Grup pemantau Syrian Observatory for Human Rights mengatakan, mereka yang tewas di kota Khan Sheikhun, Provinsi Idlib, tewas akibat sesak napas dan gejala lainnya dari gas beracun seperti pingsan, muntah dan mulut berbusa. Sebagian besar korban tewas adalah warga sipil.
Seperti dikutip AFP, Observatory mengaku belum dapat mengetahui senyawa apa yang ada dalam gas beracun tersebut. Grup yang berbasis di London itu juga belum mengetahui apakah pesawat pengebom adalah milik Suriah atau Rusia.

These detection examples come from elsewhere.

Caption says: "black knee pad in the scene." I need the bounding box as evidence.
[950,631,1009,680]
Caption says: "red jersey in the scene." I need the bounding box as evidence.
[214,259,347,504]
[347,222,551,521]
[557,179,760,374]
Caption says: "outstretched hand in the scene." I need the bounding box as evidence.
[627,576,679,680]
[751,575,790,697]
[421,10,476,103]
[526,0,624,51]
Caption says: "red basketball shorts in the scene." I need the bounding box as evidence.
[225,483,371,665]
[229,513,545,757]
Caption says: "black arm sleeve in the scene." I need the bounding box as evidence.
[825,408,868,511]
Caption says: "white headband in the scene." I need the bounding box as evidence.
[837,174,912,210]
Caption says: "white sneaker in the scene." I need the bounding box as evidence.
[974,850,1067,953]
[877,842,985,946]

Laporan terjadinya serangan gas muncul di awal konferensi konflik Suriah yang digelar Uni Eropa serta Perserikatan Bangsa-Bangsa di Brussels, Belgia.

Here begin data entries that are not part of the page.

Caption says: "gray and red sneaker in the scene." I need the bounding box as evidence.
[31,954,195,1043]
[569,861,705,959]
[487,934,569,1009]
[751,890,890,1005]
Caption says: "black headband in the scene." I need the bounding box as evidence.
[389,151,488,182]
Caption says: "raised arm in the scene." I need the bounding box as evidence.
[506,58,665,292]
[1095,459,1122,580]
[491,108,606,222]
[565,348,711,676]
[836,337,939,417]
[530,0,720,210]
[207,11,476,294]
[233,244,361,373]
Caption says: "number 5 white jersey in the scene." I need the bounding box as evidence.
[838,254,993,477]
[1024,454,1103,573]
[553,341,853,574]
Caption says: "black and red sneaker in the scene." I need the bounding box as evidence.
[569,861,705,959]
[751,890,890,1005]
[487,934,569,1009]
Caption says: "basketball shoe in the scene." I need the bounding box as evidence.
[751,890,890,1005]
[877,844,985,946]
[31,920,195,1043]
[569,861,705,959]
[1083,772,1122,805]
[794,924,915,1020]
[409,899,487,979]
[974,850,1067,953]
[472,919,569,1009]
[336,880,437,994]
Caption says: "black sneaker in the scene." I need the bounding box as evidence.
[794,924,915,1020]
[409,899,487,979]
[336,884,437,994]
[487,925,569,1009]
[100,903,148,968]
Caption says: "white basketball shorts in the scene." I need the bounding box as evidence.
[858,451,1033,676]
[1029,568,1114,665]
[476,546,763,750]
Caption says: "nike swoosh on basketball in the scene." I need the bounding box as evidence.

Sejumlah foto yang dirilis aktivis memperlihatkan relawan menyiramkan air ke para korban. Sedikitnya dua pria terlihat tergeletak dengan busa putih di mulut mereka. Provinsi Idlib sebagian besar dikuasai aliansi oposisi, termasuk mantan grup terafiliasi al-Qaeda, Fateh al-Sham Front.
Pemerintah Suriah secara resmi bergabung dengan Konvensi Senjata Kimia dan menyerahkan semua senjata kimianya pada 2013. Itu merupakan bagian dari sebuah perjanjian agar Amerika Serikat (AS) tidak melancarkan serangan di Suriah.
Namun sejumlah laporan penggunaan bahan kimia oleh rezim Presiden Bashar al-Assad muncul dari waktu ke waktu. PBB menuduh rezim Assad melancarkan sedikitnya tiga serangan kimia pada 2014 dan 2015.
Pemerintah Suriah membantah menggunakan senjata kimia, dan menuduh justru oposisilah yang memiliki persenjataan seperti itu.
Lebih dari 320 ribu orang tewas di Suriah sejak konflik meletus pada Maret 2011, yang berawal dari sebuah unjuk rasa damai menentang pemerintah.